Editor’s Note: Ellis Cashmore (@elliscashmore) is visiting professor of sociology at Aston University in England and the author of “Making Sense of Sports” The views expressed are solely those of the author and not representative of CNN.
Story highlights
Sport should abandon its pointless anti-drugs policy, says academic
The Russia scandal offers an opportunity to ask: what's wrong with doping?
Cashmore: Athletes will always be ahead of the testers
Fans demand more from athletes today than in the 20th century, expert says
Track and field is like Aron Ralston the adventurer.
When his arm got wedged under a boulder in the middle of the Utah desert, he faced an unenviable choice: remain trapped under a boulder and starve – or cut off his own arm and risk bleeding to death.
Track and field can disqualify Russia from the Olympics and other major competition and set a perilous precedent that will almost certainly lead to other disqualifications. Or it will perish in an environment in which doping is rife.
Russia doping scandal: 5 of the most shocking allegations
But there is a third alternative: it can make the boulder disappear.
Were athletics to lift its ban on doping, its problems would vanish. Instead, under the leadership of Sebastian Coe, president of the International Association of Athletics Associations (IAAF), it will probably persist in its futile crusade against drugs cheats.
Athletes from all sports have made their intentions clear – they intend to use performance-enhancing substances no matter how severe the punishments.
Professional athletes, especially in the post-Lance Armstrong era, are risk-takers. The prizes, and riches, on offer are so irresistible that they will do whatever it takes to win.
Some argue the spirit of fair play has been crushed by money and they have a point.
Today’s sports performers are encouraged by their coaches, managers and, of course, us to win at all costs. Who can blame them for taking supplements when the chances of detection are remote?
For all its tough-talking, the World Anti-Doping Agency (WADA) always appears to be – and often is – one step behind the cheats. Athletes are canny enough to use designer drugs, these being substances specifically synthesized to escape drug tester.

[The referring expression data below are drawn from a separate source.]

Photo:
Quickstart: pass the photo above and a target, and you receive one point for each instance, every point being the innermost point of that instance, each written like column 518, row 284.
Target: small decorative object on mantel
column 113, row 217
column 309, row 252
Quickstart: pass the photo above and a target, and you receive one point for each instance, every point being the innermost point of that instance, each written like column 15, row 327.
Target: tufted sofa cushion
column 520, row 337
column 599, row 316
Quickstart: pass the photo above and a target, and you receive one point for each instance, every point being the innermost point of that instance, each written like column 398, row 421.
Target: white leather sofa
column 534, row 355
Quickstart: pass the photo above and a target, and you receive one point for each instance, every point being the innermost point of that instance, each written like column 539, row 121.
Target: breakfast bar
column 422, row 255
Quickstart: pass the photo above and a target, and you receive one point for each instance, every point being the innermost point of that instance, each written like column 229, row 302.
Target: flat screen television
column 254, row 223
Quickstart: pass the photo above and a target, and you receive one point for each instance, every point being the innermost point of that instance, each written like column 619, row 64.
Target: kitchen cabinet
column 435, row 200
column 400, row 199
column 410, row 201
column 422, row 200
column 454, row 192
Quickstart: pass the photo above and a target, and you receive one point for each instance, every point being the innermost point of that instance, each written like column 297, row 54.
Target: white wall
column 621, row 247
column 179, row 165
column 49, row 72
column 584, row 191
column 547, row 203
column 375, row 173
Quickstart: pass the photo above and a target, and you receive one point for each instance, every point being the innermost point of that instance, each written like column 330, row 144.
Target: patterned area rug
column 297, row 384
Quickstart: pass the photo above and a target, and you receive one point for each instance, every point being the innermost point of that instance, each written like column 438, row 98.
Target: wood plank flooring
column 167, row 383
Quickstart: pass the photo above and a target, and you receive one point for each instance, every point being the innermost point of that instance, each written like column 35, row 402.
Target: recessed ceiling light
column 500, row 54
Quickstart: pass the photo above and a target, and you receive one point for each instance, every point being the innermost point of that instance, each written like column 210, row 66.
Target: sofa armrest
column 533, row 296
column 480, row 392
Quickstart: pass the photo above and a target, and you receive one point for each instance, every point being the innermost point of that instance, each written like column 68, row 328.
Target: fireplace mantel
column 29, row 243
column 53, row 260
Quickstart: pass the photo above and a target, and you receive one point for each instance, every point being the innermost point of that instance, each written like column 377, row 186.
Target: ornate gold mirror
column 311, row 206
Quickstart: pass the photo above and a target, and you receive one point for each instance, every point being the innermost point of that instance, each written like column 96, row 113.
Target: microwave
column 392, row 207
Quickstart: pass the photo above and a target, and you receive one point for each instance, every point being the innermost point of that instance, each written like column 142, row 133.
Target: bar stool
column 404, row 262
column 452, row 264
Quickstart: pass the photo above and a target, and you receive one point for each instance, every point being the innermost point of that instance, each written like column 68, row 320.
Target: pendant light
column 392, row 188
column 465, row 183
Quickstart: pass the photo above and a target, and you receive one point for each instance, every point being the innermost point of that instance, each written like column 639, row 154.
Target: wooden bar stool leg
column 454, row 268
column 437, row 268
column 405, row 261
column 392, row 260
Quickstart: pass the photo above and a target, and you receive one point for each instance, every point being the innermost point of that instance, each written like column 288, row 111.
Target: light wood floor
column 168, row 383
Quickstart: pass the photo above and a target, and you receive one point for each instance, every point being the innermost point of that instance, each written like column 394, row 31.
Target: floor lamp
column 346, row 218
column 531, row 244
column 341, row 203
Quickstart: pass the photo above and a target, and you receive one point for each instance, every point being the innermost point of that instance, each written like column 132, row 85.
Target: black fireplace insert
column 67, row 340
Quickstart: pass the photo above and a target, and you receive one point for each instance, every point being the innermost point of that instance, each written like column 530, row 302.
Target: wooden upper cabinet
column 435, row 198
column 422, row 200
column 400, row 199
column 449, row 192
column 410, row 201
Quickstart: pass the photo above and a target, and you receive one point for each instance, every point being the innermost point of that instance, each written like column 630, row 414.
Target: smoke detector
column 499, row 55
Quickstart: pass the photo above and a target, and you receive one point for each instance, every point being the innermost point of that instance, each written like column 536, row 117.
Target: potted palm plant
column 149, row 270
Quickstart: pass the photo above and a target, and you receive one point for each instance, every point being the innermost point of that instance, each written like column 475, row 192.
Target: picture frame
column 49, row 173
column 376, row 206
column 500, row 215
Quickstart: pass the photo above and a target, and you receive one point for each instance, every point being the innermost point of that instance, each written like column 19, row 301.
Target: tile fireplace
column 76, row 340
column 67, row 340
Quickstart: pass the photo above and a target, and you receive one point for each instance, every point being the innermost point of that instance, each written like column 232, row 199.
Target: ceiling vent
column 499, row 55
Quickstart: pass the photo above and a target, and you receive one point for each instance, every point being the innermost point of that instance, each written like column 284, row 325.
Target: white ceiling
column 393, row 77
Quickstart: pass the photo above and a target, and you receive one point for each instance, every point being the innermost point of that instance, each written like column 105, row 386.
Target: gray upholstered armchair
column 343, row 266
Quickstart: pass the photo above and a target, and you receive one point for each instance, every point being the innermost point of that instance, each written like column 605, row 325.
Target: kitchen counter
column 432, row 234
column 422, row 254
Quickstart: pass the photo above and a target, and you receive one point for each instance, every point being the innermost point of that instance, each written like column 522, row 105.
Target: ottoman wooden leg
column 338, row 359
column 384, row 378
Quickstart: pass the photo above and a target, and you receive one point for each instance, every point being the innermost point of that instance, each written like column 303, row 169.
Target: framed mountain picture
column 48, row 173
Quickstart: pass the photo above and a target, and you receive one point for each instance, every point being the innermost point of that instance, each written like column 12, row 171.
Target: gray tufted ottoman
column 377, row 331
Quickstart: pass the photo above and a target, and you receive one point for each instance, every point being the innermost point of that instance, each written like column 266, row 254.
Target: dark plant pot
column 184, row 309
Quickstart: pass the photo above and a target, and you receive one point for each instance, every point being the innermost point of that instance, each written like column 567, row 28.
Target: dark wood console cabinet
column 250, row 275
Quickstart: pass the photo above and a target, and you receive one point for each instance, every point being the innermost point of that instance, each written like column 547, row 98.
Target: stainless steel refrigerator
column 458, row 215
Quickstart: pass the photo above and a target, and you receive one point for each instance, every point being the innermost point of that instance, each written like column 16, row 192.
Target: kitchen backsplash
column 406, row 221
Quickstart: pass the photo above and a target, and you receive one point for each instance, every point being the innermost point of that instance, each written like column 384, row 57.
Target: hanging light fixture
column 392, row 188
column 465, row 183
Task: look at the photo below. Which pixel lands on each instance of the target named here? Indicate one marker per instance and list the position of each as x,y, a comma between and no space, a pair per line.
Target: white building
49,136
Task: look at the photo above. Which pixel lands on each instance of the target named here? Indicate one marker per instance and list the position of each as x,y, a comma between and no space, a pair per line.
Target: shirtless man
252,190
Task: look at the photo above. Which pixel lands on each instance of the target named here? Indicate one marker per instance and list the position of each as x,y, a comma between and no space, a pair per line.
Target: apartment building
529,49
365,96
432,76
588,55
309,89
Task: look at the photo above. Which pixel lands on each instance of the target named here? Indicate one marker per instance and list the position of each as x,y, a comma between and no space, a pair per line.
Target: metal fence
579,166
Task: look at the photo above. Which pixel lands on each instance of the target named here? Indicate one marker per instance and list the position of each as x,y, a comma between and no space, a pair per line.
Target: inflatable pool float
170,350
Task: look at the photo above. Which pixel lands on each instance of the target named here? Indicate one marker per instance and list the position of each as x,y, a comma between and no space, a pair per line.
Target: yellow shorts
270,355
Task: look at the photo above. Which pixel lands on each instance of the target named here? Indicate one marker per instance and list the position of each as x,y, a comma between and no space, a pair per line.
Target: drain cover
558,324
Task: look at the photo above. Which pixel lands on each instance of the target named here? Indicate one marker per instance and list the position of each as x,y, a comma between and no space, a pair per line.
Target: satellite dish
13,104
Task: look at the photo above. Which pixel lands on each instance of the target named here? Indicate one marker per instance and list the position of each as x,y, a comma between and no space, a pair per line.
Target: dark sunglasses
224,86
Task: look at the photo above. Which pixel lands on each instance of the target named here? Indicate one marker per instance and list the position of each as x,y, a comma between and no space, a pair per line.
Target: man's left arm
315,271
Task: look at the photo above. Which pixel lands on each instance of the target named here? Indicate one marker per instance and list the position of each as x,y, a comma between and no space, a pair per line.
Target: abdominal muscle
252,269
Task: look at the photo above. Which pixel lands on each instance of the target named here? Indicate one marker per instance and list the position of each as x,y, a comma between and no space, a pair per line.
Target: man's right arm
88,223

The commotion caused by the latest revelation about Russia presents an opportunity to return to the basic moral question – what is so bad about doping?
We, the fans, see little wrong with enhancement in other areas of entertainment. Rock singers have revealed they’ve recorded tracks when using drugs and several great writers drank heroically when composing their best work.
Yet we’ve been persuaded that sportsmen and women should be “clean” – ignoring perhaps their use of hypnotism, acupuncture, oxygen tents and any number of other performance aids that are not tainted by the label “drugs.”
Baseball, cycling and swimming are among the major sports that have suffered the torments of the damned in recent years.
All have struggled with the uncomfortable truth that many, many competitors have doped on a regular basis. All must have been tempted to change their rules, resorting to the laissez-faire policies that held sway before the 1970s (when bans on drugs were first introduced.)
So why does sport continue to fight an unwinnable, not to mention expensive, battle? WADA’s budget is about $30 million per year and it claims to be underfunded. What’s more, it’s ineffective.
Established in 1999, it fails time after time to identify dopers – remember, even Armstrong never recorded a positive dope test.
WADA must squirm when it hears how the London 2012 Olympics were “sabotaged” (presumably meaning Russians deliberately obstructed fair play for their own advantage.)
We are facing the prospect of extensive doping at the Olympic Games – without even considering other major events.
All of this right under WADA’s nose.
Track and field, indeed sport, will never rid itself of doping, no matter how draconian the penalties. The stakes are simply too high.
Sport’s major sponsors will cringe at the prospect of having their brands associated with pursuits that allow doping.
In fact, they are probably the real reason sport continues to maintain its anti-doping stance.
Somehow they will have to be persuaded that the word “drugs” can be rehabilitated.
It conjures images of crack-addled mothers who sell their babies, murderous Medellin cartel wars, or “Breaking Bad”-type meth labs.
But professional athletes have nothing in common with these. They are single-minded, highly-motivated performers who are prepared to do whatever it takes to win. If the sponsors are prepared to accept the use of performance enhancing substances, sport’s governing bodies will follow suit.
Sport today bears little relation to the “Chariots of Fire” competition of the early 20th-century when it was a predominantly amateur affair and men (women were discouraged) competed for honor.
Now the motivation is money. We make this possible: we pay for admission tickets, TV subscriptions, merchandise, commodities bearing the name and image of sports stars.
Would we genuinely accept a return to athletic performances that resemble footage from the 1980s?
Someone once proposed two Tours de France, one “clean” and one in which dope is permitted. A nice idea in theory, perhaps.
But ask yourself this – who would be interested in the “clean” race?
You may not like the implication, but you – the audience – are complicit in turning sport into an entertainment industry in which winning is everything.
Athletics’ choice is now clear. Starve, bleed or simply make the life-threatening boulder disappear.